From the moment that dancers took off their ballet slippers and went barefoot, the challenge for modern dance choreographers has been to think up movement that is new, never seen before, movement that is all their own. The second challenge — for the pioneers of the 1920s and all their successors — has been to attract an audience for their work.
When Mary Pat Robertson moved from New York to Princeton in 1980, she met both challenges — even though, at that time, modern dance was only a subculture here, running a poor second to ballet.
Trained in ballet in Oklahoma and schooled in the technique of modern dance pioneer Merce Cunningham in New York, Robertson and her husband, Michael, a dance critic, was immersed in dance, attending New York concerts five or six nights a week.
She had never done her own choreography. But then it was time.

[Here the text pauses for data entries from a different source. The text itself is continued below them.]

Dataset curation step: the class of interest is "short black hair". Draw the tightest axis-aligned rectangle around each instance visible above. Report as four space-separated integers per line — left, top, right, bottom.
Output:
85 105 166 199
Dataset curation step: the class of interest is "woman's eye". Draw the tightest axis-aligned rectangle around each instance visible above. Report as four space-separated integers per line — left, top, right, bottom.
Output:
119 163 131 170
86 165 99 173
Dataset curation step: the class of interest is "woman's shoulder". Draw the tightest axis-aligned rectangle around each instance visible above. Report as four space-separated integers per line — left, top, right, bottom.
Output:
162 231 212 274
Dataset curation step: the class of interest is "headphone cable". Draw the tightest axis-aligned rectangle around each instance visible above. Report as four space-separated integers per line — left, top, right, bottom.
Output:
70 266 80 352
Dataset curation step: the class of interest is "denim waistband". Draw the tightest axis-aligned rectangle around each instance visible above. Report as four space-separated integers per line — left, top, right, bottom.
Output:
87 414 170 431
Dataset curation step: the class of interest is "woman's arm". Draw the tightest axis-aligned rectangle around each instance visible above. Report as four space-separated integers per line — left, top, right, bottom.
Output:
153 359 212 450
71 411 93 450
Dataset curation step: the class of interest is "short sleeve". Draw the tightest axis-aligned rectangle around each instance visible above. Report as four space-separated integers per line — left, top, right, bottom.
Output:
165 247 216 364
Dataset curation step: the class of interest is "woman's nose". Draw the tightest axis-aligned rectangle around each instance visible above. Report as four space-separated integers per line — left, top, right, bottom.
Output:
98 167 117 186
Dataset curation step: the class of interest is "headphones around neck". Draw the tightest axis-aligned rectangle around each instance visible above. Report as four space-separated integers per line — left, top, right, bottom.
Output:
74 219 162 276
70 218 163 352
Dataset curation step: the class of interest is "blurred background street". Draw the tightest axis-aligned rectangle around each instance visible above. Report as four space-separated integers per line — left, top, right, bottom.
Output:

Robertson staged her first concert, entitled “Field and Stream,” in September, 1981, in what is now the Jimmy Stewart acting studio at 185 Nassau Street. She found skilled female dancers, among them Janell Byrne, who had recently graduated from Juilliard. But here in New York’s backwater there weren’t any men. So she recruited actor-athletes, taught them the basics, leveraged their naive energy, and called her company Teamwork Dance.
“Working with untrained men allowed all of us to be very exploratory in a very old tradition of modern dance,” says Robertson. “We didn’t have a shared language. It forced me to really dig in and articulate what I wanted.”
Teamwork Dance’s combo of energy and sophistication brought new audiences to modern dance in Princeton. Perhaps due to new funding from the state arts council, or maybe just because it was `in the air,’ several other companies were founded in those years, and they performed separately and together. It was a heady, exhilarating time.
Among those who have been “incubated” at Teamwork Dance are Sean Mahoney (now with Paul Taylor Dance Company), Erin Mahoney (now with Washington Ballet and the Suzanne Farrell Project), and Tim Acito, (formerly with Momix and currently writing and composing for Broadway).
Spin forward to today, and Robertson is the director of Princeton Ballet School. She and Byrne have grown children, each of whom has a daughter who dances. Though Teamwork was inactive, Robertson continued to choreograph for the Opera Festival of New Jersey. Now she is reviving Teamwork at a time when the entire modern dance scene, which had dwindled in the 1990s, has been invigorated by a fresh crop of newcomers who claimed the Yvonne Theater at Rider University as their stage. And Teamwork Dance, after a long hiatus, will perform again.
Robertson will be joined by three other choreographers in an evening of new choreography to live music on Friday, June 23, at the Yvonne Theater at Rider.
Two decades later Robertson did not need to start from scratch to train her male dancers. Far from it. For instance, Douglas Martin and his wife, Mary Barton, both former Joffrey Ballet principal dancers who retired from the American Repertory Ballet, will be featured. “Not only have we spent a lot of time together as colleagues, but I have choreographed for them before, in the Opera Festival of New Jersey,” says Robertson.
Barton will present her solo, “Minuet,” and a new duet set to Chopin. Helena Froehlich will return from Boston to perform a solo to a Purcell score and two duets, one to a Bach suite for unaccompanied cello to be played by Eva Kuhn. Byrne, who directs the Mercer Dance Ensemble, will contribute, from her most recent concert, “Rapt,” featuring Barton and Darby Wilde.
As for Robertson’s newest dance, like “Field and Stream” it can be described as a “humorous pastorale.” Called “A Day in the Country,” it is set to sections of Haydn’s “The Seasons,” with Jonathan Benjamin accompanying singers from Westminster Choir College. In a case of the wheel coming full circle, the troupe will include Emily Byrne, one of the “dancing daughters.”
An Evening of Dance, Friday, June 23, 8 p.m. Teamwork Dance, Yvonne Theater, Rider College, $25, available only at the door; $15 students. 609-896-5303.